Thoughts on Curious Frog's production of Rope of Sands
by Toni Seger
At the time I wrote this play, I never would have imagined it being produced with a mixed race cast, but it works beautifully and adds layers for the audience to ponder. The bias I wrote about was financial. Meredith makes less money than her uncle and cousin and all of their communications with her are colored (small pun intended), by that bias. Adding the element of race, however, compounds the questions it raises. The fact that race is never mentioned in the script also works well. There’s no reason why it would, in this case, when the focus is the effect of a family suicide that is not race based.
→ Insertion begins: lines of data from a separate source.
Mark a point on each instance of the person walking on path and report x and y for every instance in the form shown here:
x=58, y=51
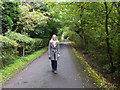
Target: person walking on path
x=54, y=52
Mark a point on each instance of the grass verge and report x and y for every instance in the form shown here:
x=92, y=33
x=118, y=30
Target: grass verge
x=99, y=80
x=9, y=71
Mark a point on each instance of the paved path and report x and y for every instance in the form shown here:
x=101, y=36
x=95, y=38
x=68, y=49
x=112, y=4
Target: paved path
x=38, y=74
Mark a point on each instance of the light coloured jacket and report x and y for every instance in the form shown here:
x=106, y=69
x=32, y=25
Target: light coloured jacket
x=54, y=49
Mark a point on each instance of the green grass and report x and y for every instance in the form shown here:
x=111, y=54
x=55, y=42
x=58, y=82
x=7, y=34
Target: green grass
x=9, y=71
x=99, y=80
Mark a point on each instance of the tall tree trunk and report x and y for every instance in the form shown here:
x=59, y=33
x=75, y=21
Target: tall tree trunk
x=107, y=39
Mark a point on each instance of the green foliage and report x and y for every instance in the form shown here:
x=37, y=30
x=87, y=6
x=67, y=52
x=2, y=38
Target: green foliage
x=19, y=37
x=73, y=36
x=10, y=15
x=18, y=65
x=6, y=42
x=30, y=21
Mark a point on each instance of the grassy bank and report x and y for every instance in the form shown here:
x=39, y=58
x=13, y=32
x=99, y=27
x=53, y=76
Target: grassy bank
x=9, y=71
x=99, y=80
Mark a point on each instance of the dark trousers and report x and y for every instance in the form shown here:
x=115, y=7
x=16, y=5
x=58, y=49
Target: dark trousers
x=54, y=64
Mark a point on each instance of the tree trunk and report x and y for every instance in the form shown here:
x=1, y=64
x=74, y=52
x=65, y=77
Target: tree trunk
x=107, y=39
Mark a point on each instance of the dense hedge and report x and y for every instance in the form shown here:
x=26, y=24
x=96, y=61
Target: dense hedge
x=15, y=45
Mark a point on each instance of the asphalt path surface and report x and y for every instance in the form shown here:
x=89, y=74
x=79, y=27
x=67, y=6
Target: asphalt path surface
x=38, y=74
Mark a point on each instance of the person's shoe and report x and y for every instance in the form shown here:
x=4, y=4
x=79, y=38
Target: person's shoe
x=55, y=72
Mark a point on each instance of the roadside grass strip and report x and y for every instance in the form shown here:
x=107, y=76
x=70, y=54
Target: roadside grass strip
x=9, y=71
x=99, y=80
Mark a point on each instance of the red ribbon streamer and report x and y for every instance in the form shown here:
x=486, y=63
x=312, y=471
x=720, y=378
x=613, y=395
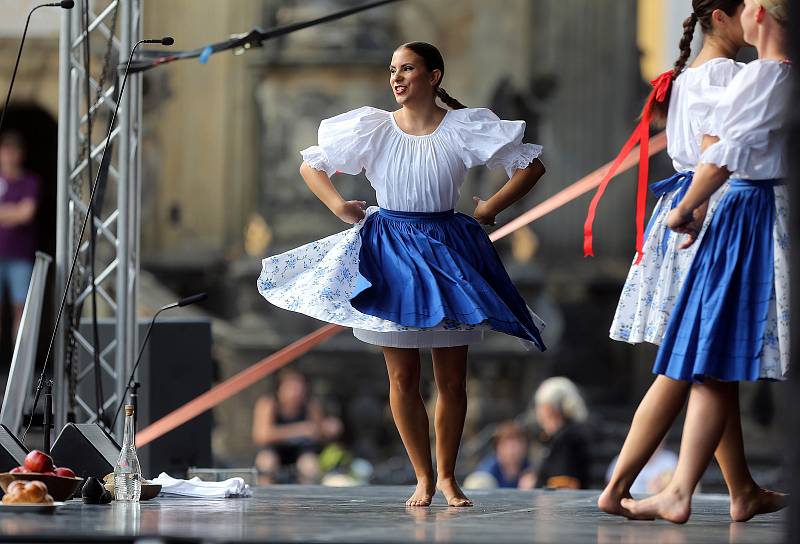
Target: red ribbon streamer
x=640, y=135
As I got to know Renee Rodriquez, I wondered if she might want to approach the claustrophobic suburban world in which Rope of Sands exists with a mixed race cast, but I assumed Meredith would be the character with dark skin. Renee turned the tables on me by making Meredith white, with all the ironies that choice brings, and the beauty of the casting illustrates that an unconscious bias can appear in any form.
I’ve created a lot of characters, but Meredith is one that’s always stayed with me. When I write, I become the conduit for the passions of my characters and I let them speak for themselves (which makes alcohol helpful because it loosens their tongues and they start saying things they’d normally sit on). I created Meredith for all the folks who wish they’d said the thing they didn’t dare say, at the last family gathering they didn’t want to attend…
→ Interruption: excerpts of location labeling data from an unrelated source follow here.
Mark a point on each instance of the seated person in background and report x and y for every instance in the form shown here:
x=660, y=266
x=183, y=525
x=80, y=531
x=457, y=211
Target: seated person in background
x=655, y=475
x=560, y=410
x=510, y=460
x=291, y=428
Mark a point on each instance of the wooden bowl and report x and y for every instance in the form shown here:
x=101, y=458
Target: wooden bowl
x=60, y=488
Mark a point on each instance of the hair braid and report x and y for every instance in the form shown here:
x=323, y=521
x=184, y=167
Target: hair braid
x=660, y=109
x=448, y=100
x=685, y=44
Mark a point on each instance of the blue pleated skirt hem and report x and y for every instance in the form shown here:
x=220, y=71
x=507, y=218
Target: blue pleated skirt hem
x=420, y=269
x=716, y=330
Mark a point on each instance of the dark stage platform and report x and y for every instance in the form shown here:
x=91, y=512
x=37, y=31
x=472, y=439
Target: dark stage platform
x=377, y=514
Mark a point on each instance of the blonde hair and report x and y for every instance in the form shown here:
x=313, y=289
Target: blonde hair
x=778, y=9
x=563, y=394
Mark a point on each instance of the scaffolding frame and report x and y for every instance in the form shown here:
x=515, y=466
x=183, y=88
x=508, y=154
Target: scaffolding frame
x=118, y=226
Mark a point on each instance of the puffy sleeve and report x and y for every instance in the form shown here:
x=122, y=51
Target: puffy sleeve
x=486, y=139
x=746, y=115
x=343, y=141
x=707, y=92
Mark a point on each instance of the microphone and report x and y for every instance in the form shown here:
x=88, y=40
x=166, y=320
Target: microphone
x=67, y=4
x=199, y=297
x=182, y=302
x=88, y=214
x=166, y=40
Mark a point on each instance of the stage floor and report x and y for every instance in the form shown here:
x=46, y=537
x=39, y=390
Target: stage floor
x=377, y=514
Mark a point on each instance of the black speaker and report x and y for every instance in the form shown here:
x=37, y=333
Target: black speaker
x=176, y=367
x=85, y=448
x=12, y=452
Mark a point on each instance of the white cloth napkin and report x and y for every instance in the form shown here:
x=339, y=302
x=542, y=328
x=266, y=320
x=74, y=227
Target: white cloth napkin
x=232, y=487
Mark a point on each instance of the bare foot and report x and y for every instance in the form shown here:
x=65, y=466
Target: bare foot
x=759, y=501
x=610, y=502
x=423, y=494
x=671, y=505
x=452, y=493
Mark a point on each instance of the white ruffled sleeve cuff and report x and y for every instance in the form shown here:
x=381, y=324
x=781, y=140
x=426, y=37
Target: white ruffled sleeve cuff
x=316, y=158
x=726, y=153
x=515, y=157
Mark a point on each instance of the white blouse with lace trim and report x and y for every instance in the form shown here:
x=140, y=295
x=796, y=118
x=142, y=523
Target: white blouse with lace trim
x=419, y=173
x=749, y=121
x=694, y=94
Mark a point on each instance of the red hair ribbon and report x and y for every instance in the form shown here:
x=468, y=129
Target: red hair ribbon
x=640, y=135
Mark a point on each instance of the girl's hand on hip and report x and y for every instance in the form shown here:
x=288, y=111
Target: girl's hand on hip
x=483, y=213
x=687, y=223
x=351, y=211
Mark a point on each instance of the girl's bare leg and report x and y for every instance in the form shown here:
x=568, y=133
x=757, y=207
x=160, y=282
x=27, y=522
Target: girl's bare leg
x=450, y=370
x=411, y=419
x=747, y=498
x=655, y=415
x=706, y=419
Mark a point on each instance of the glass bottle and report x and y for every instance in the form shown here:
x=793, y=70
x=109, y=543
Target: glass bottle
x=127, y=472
Frustration is a good dramatic driver for me and frustration is the underlying emotion that drives Rope of Sands. It’s the frustration of people who desperately want and need to connect with each other, but keep failing at it without realizing the role they play in sabotaging things.
I’m thrilled that the feedback has been so enthusiastic and I’m very proud of this production. I’m also very moved at the seriousness and commitment with which everyone involved approached it. A playwright could not hope for more than to have their work treated with respect by the talented people tasked with interpreting it.